Preferably, in the above apparatus provided by the present invention, the apparatus further comprises:
and the difficulty updating unit is used for updating each question made by the user at this time according to the answer data of the user at this time and a preset algorithm after the user finishes answering the questions, and the difficulty coefficient under the user category group to which the user belongs.
Preferably, in the above apparatus provided by the present invention, each topic in the topic library includes at least one tag; the user classification module specifically comprises:
the first module is used for respectively generating associated data of each user and a label according to the answer data of the question answered by each user and the label included in the question answered by each user; the associated data is the number of the questions answered by the user and the number of the questions answered by the user under the label included by the questions answered by each user;
and the second module is used for classifying each user into a plurality of user category groups according to the associated data and the classifier obtained by pre-training.
Preferably, in the apparatus provided by the present invention, in the second module, the pre-trained classifier classifies each user into a plurality of user category groups by using a clustering algorithm.
Preferably, in the above apparatus provided by the present invention, the clustering algorithm includes any one of a K-means clustering algorithm, a center point clustering algorithm, and a random selection clustering algorithm.
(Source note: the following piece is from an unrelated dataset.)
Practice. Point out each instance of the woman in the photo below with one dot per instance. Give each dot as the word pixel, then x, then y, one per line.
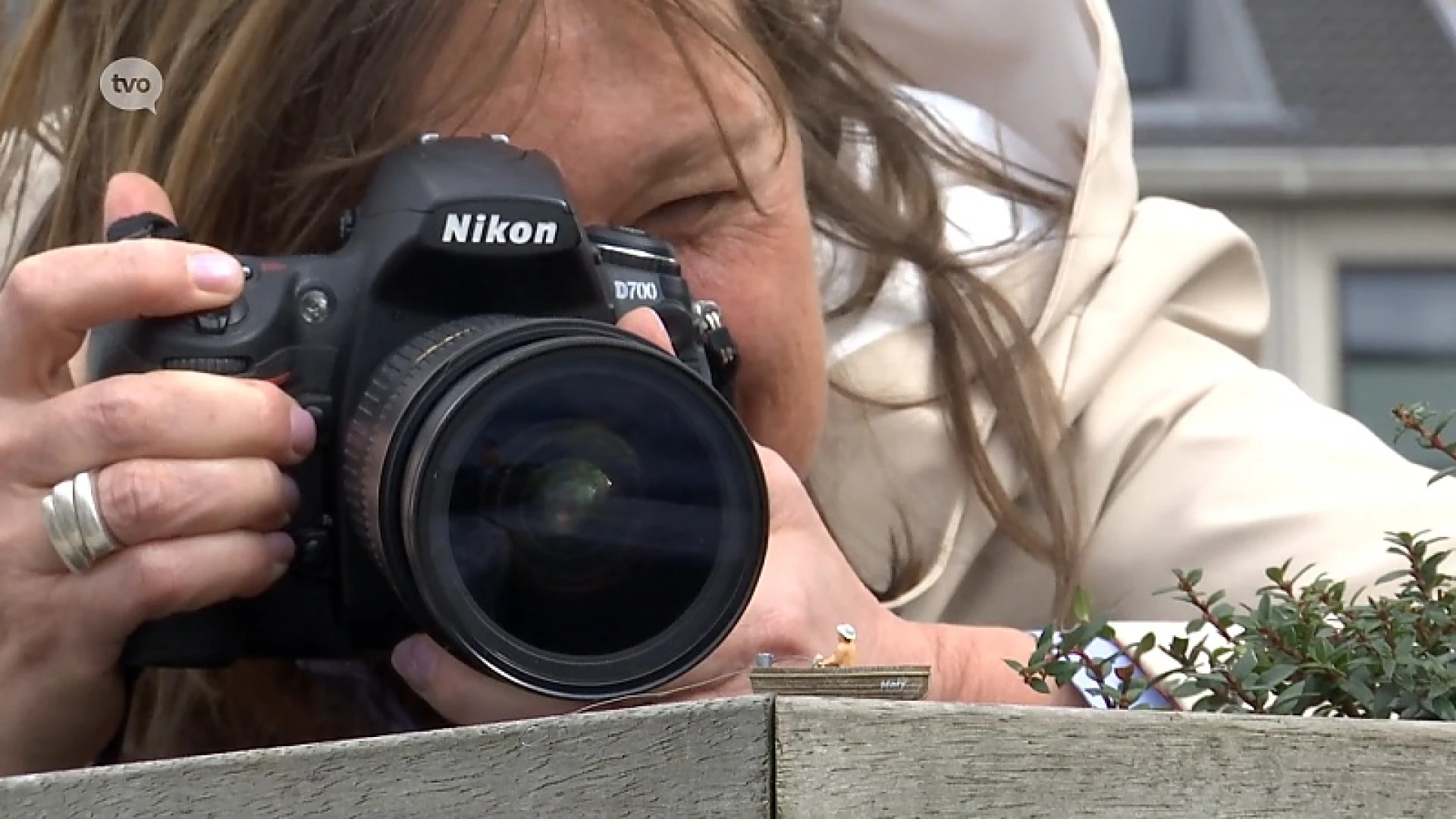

Preferably, in the above apparatus provided by the present invention, in the difficulty calculating module and/or the difficulty updating unit, the preset algorithm satisfies:
Figure BDA0002201445250000041
wherein K1 is the initial difficulty coefficient of the topic; the AC is the total number of users of the user category group to which the user belongs; the ACF is the number of users who have done the topic in the total number of users; ACFR is the number of users who have done the answer to the track.
Drawings
Fig. 1 is a flowchart of a data establishment phase in a method for assigning titles based on big data according to this embodiment;
fig. 2 is a flowchart of a topic allocation stage in the method for allocating topics based on big data according to this embodiment;
fig. 3 is a detailed flowchart of step 12 in the data establishment phase in the method for assigning titles based on big data according to this embodiment;
fig. 4 is a schematic structural diagram of a title distribution device based on big data according to this embodiment.
Detailed Description
In order to make the objects, technical solutions and advantages of the present invention clearer, the present invention will be described in further detail with reference to the accompanying drawings, and it is obvious that the described embodiments are only some embodiments of the present invention, not all embodiments. All other embodiments, which can be obtained by a person skilled in the art without making any creative effort based on the embodiments in the present invention, belong to the protection scope of the present invention.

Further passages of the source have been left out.